¿Qué fue del hábito de enviar cartas? Pienso en aquellos papeles que se llenaban de rayas de palabras manuscritas, con buena letra aprendida a menudo en la escuela. Cartas bien dobladas en un sobre, al que se enganchaba un sello de Correos y se introducían en un buzón de la calle. «Mi carta que feliz pues va a buscaros...».
En un punto de la Rambla de Barcelona aún he visto las cabinas de unos redactores dispuestos a escribir las palabras que les dictaban unos ciudadanos que estaban limitados por el analfabetismo. Un arte difícil, el de saber interpretar el tono con el que el cliente quería expresarse. ¿Más sentimental, más neutro? ¿Y qué le gustaba más como despedida? ¿Abrazos, besos? «Ah, me olvidaba: ponga también que pienso mucho en el abuelo». He visto cómo a estos inmigrantes les costaba un poco separarse finalmente de aquella especie de confesionario instalado ante el palacio de la Virreina.
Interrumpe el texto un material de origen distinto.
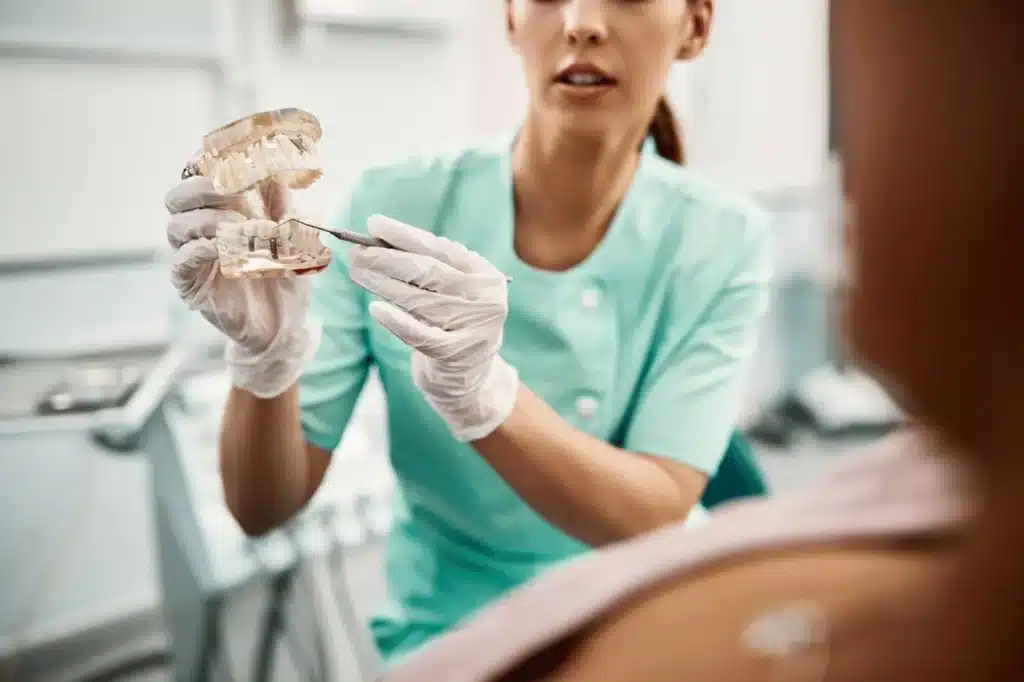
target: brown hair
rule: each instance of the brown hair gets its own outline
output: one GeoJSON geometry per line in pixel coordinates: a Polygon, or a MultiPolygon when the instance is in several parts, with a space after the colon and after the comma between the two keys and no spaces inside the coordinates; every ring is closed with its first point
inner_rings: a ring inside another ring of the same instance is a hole
{"type": "Polygon", "coordinates": [[[657,150],[658,156],[680,166],[686,163],[683,132],[665,95],[657,99],[654,118],[647,128],[647,135],[654,140],[654,148],[657,150]]]}

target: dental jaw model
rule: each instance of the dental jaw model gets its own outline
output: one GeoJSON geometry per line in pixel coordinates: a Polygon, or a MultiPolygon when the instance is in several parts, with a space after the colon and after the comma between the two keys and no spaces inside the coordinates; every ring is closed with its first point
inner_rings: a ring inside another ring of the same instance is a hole
{"type": "Polygon", "coordinates": [[[298,109],[262,112],[218,128],[203,139],[188,174],[213,180],[223,195],[241,195],[244,222],[217,227],[220,270],[230,279],[311,274],[331,262],[318,232],[282,211],[273,183],[305,189],[323,175],[316,154],[319,122],[298,109]]]}

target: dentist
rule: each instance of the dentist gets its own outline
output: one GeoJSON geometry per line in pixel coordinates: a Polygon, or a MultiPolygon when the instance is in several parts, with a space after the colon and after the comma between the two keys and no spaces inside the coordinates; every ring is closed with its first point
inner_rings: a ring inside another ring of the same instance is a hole
{"type": "Polygon", "coordinates": [[[391,660],[557,562],[699,522],[768,301],[763,217],[683,168],[662,94],[713,0],[505,6],[517,134],[368,169],[335,221],[400,251],[325,238],[321,274],[227,281],[212,238],[237,200],[204,177],[167,198],[172,280],[229,339],[220,456],[247,532],[309,501],[380,374],[391,660]]]}

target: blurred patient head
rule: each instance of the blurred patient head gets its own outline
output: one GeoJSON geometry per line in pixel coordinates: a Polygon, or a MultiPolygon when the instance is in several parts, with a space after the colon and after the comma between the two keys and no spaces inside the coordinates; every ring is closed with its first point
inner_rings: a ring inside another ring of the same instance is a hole
{"type": "Polygon", "coordinates": [[[649,132],[682,163],[663,96],[669,68],[708,42],[714,0],[505,0],[530,124],[563,139],[630,141],[649,132]]]}
{"type": "Polygon", "coordinates": [[[833,6],[855,208],[848,340],[976,456],[1005,450],[1024,411],[1024,11],[980,4],[969,20],[957,2],[833,6]]]}

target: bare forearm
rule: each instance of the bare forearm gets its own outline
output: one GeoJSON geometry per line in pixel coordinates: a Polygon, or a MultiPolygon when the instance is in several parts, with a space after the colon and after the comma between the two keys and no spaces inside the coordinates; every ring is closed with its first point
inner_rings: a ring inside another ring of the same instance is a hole
{"type": "Polygon", "coordinates": [[[580,431],[524,387],[473,446],[541,516],[595,547],[683,519],[699,498],[699,486],[684,491],[652,458],[580,431]]]}
{"type": "Polygon", "coordinates": [[[263,399],[231,388],[220,433],[220,472],[231,514],[250,535],[288,520],[309,498],[311,463],[298,389],[263,399]]]}

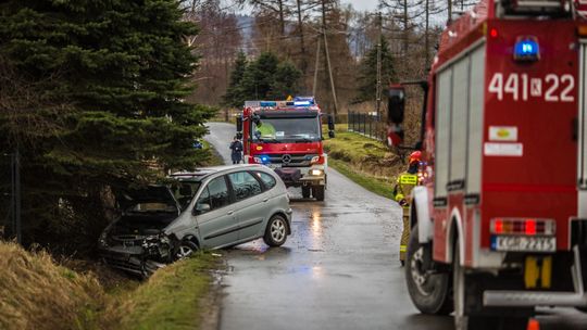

Pero tenían que hacerlo. Había otro cliente de la añoranza.
Y no sé por qué, después de escribir estas líneas evocadoras, he pensado en Camilo José Cela. Tiendo a pensar que la máquina de escribir no le gustaba –¿sabía teclear? –, y sí escribir a mano, aplastando sobre el papel las puntas redondeadas del dedo gordo. Y en la revista 'El Ciervo' leo que Cela tenía una manía epistolar que le llevaba a copiar las cartas que escribía. Cien mil cartas, asegura Anna Caballé, de la Universitat de Barcelona, experta en Filología Hispánica.
Me parece que las cartas a la manera clásica van desapareciendo. El buzón que yo tenía en el chaflán de casa ya hace tiempo que lo retiraron. Tengo una oficina de Correos cerca, y he entrado pocas veces. Creo que no vi dejar otra carta que no fuera la mía. Eso sí, había muchos paquetes, y más bien voluminosos.
Cuando salí a la calle vi pasar una nube. Me parece que iba cargada de e-mails.